Yes, compilation is an issue, but we only need to do it once and then we just add this as a project dependency to whoever needs using (we have something like private Hex for our libraries and packages, so we have some level of versioning and releases ).

We are working on the assumption several modules, each with thousands of functions, would give us faster results than using the appropriate data structure for the problem (interval trees). How do we know this is the case? We don’t, we simply assume, based on our current knowledge, this will beat the complexity of having an interval tree. We could be totally off, but we won’t know until we benchmark it.

And as I previously stated, we want to keep our technology stack small. This is critical part of our system that we will have to maintain in years to come. Rust and NIFs look cool but if we don’t have the personal to keep it oiled and running we will run into issues. It is, in the end, a company decision, which I understand.

In the end even the modules with their functions is also some kind of data structure that just points into the right spot. One could probably build this by hand or attempt the same thing in another language and see if it fares better at the task than elixir.

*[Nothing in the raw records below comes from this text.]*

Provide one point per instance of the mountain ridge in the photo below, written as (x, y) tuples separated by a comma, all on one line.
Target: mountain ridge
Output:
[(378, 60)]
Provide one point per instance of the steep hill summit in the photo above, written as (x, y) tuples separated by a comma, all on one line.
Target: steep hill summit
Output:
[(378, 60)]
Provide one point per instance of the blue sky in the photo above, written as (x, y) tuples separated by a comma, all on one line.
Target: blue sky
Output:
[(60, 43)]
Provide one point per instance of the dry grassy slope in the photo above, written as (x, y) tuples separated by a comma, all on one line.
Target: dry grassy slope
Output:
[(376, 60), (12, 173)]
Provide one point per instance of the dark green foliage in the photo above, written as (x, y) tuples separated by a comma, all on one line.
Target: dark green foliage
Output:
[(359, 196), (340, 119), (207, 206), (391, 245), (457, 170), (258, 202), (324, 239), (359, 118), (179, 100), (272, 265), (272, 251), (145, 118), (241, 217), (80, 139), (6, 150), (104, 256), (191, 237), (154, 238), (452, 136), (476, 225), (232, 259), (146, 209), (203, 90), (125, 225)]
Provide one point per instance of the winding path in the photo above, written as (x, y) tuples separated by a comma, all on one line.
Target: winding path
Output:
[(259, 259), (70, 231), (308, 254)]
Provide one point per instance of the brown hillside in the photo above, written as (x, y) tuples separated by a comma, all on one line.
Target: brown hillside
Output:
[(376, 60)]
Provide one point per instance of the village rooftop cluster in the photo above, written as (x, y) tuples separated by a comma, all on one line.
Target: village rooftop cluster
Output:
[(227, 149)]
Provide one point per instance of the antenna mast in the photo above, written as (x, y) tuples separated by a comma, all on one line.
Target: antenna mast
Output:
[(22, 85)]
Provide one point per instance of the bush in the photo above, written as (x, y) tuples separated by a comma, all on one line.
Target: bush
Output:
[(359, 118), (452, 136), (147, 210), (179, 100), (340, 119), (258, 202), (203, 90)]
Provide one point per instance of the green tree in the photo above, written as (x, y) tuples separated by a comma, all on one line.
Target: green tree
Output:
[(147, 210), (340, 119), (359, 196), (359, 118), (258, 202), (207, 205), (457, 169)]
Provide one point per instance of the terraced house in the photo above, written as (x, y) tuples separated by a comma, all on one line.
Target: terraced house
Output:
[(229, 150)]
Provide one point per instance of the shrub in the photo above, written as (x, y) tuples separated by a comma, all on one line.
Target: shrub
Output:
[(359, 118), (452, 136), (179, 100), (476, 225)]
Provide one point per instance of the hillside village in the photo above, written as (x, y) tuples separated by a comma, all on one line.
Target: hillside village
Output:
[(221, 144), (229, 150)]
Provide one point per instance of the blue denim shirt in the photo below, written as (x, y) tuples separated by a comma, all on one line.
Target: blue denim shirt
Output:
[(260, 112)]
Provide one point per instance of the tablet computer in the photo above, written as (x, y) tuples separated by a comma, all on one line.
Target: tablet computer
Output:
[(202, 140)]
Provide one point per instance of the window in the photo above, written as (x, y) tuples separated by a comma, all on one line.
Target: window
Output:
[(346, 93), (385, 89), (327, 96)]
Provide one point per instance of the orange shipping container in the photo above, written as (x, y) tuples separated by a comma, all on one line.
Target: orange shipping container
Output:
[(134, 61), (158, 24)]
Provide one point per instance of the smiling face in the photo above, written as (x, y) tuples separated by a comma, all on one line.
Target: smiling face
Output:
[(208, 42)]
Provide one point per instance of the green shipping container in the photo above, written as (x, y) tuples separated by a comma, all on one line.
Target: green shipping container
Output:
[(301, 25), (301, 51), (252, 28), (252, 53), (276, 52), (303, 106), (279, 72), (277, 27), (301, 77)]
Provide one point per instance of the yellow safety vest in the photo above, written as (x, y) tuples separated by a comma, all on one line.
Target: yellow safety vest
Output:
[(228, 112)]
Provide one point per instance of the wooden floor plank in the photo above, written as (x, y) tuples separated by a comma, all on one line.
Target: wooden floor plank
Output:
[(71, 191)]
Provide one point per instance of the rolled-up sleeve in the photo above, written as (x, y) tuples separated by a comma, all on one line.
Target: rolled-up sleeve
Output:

That’s the key point here imo. Even for a smaller/somewhat manageable number I’d advise to write benchmarks to see how different solutions fare.

I obviously don’t know your system, my assumption is that it’s a small performance relevant component of your system. If so, doing it in another language (be it via NIF, ports or HTTP calls micro service style) shouldn’t be too much of a hassle. My assumption also being that the code wouldn’t need to change too often. Rust, as an example, is very much focussed on backwards compatibility so it shouldn’t incur too much friction.

In the end it’s a trade off as always, rather a thing in language X that works or jump through a lot of hoops to maybe make it work on the BEAM?